Questo dimostra nuovamente, come ripetono uno dopo l’altro i guru degli investimenti (da John Templeton a Philip Fisher), che in borsa valore fa raramente rima con prezzo!

Eppure queste due nozioni (valore e prezzo) si basano sui medesimi riferimenti in termini di misura e valutazione di una quantità o di un bene… Soprattutto nei mercati finanziari, dove gli azionisti ricercano un prezzo per asset che tendono spesso a chiamare “valori”.

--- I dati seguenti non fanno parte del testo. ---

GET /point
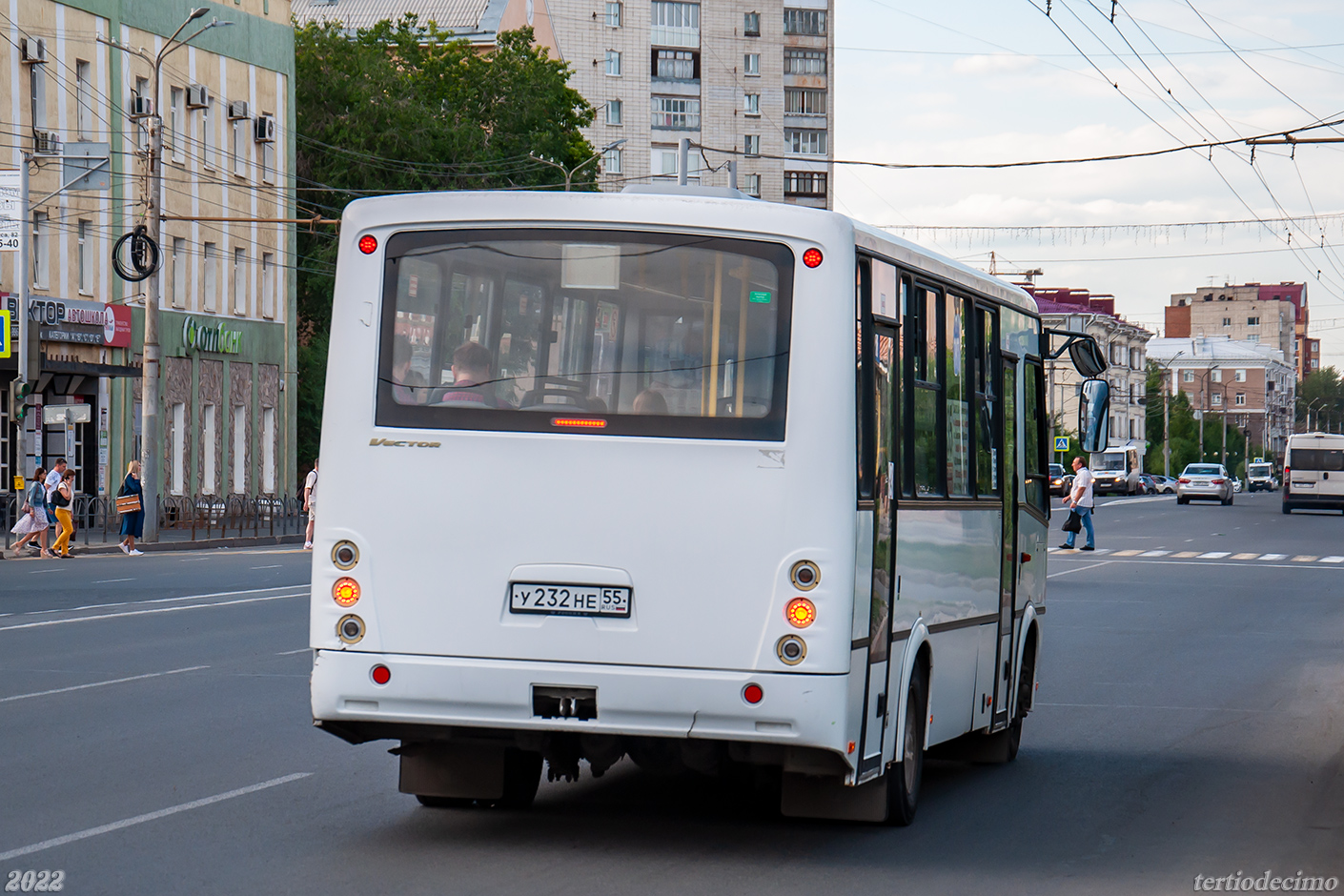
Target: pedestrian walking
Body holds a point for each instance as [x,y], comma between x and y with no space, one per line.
[32,521]
[1081,501]
[63,499]
[311,504]
[132,521]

Il valore possiede una dimensione simbolica più ampia del prezzo: ciò che ha un certo valore per un determinato individuo non ha lo stesso valore per un altro, indipendentemente dal prezzo attribuitogli. Il “giudizio di valore” o “la scala di valori” va oltre la semplice valutazione del “valore venale”, il quale invece può coincidere con il prezzo. Una riflessione semantica utile che alimenta da tempo i dibattiti degli economisti che a lungo si sono confrontati sul carattere obiettivo (Marx, Ricardo) o soggettivo (Hayek e la scuola austriaca) del valore.

In epoca più recente, la contabilità moderna (le norme IFRS) e i regolatori (Basilea III, Solvency II(2)) non hanno tempo per i dibattiti tanto da spingere a considerare come misura del valore unicamente il prezzo attribuito dai mercati. Mercati che però, come dimostra il periodo che abbiamo appena attraversato, hanno poca considerazione per il “valore delle cose”.

È ragionevole affidare agli esperti dei prezzi il compito di misurare il “valore”?

Gli assicuratori che assumono, per esempio, un rischio a lunghissimo termine sono naturalmente i primi ad essere toccati da questo tipo di riflessione: immaginate che brutta sorpresa per i risparmiatori francesi se le loro polizze vita in euro fossero un giorno valutate in base alle fluttuazioni del mercato? È più o meno quello che è successo l’estate scorsa alle banche, vittime della diffidenza degli investitori nei confronti di tutti i titoli di stato europei! Si sono ritrovate brutalmente impossibilitate ad affrontare i propri obblighi in termini di patrimonio di vigilanza e liquidità pur dovendo continuare a finanziare l’economia. Preoccupante, no?

In genere, la dittatura dei prezzi di mercato raggiunge un limite per tutti coloro che intendono aggiungere valore al proprio ambiente mettendovi il tempo e i mezzi necessari per farlo apprezzare.

Questa riflessione si applica particolarmente bene alla gestione del risparmio in senso lato: che strategia adottare a lungo termine in un mondo che continua a valorizzare quotidianamente il prezzo? Le crisi finanziarie in serie che stanno scuotendo le economie sviluppate avranno se non altro il merito di fare riflettere e fornire esempi a tutti coloro che si interrogano già da qualche anno sulle derive della finanziarizzazione delle nostre economie. C’è da scommettere che soluzioni dettate dal buon senso permetteranno presto di valorizzare le scelte di chi, come noi, crede che la creazione di valore risieda nel lungo periodo.

Didier Le Menestrel

1Poeta, scrittore e critico francese del 1700.